Siemens Healthcare Diagnostics Recalls Atellica CH Urine Albumin Test Kits Due to Inaccurate Results

What Happened

Siemens Healthcare Diagnostics, Inc. has initiated a voluntary recall of its Atellica CH Urine Albumin (UAlb) diagnostic test kits. The recall was issued because the product may produce falsely depressed patient results. According to the FDA, samples with a urine albumin concentration above the measuring interval (>40.0 mg/dL) may incorrectly report values between 6.2 mg/dL and 40.0 mg/dL.
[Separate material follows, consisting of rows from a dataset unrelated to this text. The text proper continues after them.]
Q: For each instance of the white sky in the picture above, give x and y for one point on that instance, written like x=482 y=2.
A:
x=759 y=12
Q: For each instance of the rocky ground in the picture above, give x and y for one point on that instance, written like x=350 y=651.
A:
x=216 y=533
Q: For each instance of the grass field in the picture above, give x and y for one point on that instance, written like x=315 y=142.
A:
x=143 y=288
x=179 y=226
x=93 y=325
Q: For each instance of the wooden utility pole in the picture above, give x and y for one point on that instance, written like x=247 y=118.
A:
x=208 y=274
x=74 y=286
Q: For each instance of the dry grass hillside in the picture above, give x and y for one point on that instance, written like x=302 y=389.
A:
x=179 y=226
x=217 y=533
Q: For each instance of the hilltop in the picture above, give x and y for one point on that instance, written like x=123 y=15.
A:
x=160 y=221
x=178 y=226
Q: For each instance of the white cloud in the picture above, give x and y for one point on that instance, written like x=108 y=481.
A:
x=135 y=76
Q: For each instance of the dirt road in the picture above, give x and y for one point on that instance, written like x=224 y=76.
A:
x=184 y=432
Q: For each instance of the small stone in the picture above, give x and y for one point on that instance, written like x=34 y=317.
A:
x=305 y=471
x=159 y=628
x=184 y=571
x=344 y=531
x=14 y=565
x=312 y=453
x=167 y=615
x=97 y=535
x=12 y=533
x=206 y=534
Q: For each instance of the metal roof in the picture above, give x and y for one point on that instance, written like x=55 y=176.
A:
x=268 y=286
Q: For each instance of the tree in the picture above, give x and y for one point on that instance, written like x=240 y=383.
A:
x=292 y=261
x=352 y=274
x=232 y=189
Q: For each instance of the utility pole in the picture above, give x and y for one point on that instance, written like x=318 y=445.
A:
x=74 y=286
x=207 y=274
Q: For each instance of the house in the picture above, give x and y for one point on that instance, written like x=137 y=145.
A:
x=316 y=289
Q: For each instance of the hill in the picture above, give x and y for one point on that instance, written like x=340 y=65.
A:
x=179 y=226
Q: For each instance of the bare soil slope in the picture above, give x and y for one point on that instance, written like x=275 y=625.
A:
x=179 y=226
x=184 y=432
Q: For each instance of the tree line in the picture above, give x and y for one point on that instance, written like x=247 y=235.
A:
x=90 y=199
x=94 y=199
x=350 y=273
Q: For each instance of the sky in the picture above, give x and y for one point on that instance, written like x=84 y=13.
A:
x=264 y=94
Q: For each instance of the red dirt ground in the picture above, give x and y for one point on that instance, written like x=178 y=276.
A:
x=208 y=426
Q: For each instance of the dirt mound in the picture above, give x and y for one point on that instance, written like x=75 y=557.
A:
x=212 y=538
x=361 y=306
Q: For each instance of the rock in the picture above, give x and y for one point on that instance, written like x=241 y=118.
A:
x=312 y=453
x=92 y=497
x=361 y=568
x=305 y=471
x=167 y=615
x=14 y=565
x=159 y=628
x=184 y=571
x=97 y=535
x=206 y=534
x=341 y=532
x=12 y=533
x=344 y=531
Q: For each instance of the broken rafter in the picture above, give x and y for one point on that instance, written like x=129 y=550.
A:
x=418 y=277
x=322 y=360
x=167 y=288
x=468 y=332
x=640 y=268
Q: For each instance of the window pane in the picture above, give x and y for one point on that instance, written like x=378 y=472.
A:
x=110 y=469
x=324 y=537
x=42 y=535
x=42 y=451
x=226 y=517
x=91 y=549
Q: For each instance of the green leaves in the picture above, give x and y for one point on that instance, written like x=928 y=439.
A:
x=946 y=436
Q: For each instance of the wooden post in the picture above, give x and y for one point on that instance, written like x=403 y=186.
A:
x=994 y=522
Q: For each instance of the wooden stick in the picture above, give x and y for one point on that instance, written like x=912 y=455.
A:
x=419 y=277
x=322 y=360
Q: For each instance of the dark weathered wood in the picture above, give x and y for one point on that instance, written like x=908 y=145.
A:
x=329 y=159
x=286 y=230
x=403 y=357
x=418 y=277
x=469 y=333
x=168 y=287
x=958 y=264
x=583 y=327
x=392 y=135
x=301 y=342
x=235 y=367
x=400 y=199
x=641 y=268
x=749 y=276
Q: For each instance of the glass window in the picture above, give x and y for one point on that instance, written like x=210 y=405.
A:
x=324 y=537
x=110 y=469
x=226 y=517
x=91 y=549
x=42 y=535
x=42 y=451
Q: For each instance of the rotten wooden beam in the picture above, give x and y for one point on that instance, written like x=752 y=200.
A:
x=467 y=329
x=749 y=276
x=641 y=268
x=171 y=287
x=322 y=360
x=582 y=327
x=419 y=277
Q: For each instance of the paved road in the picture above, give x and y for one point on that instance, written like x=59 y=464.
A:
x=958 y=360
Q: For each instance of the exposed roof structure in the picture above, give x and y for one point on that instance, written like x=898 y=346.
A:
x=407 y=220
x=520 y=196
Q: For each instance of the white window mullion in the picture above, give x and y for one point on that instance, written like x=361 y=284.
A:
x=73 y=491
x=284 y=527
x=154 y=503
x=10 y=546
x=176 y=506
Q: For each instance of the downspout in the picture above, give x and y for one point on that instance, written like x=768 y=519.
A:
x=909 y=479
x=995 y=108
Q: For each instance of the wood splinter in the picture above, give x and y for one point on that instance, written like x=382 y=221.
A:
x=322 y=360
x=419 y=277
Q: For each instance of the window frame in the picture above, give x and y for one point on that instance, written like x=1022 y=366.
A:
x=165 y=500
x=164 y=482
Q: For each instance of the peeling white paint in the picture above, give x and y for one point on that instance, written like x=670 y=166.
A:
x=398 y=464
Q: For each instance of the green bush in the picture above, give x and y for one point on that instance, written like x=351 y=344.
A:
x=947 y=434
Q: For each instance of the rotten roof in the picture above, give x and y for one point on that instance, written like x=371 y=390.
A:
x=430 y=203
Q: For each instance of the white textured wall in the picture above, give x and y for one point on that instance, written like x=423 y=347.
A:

Which Products Are Affected

The recall involves approximately 4,885 units distributed worldwide, including across the United States. The following product details identify the affected items:

• Product Name: Atellica CH Urine Albumin (UAlb)
• Material Number: 11537225
• UDI-DI: 00630414611099
• Lot Numbers: All lot numbers are included in this recall.

What You Should Do

Siemens Healthcare Diagnostics notified customers of this issue via a formal letter. Laboratories and healthcare facilities using the Atellica CH Urine Albumin kits should follow the instructions provided in the firm’s notification. This typically includes identifying affected inventory and assessing the need for potential re-testing of patient samples that may have been impacted by the reporting error.

Why This Matters

Inaccurate medical test results can lead to incorrect clinical assessments and delayed treatment for patients. Falsely low albumin readings may mask underlying medical conditions that require intervention.

Source

This information is based on official recall data from the FDA under recall number Z-1484-2026.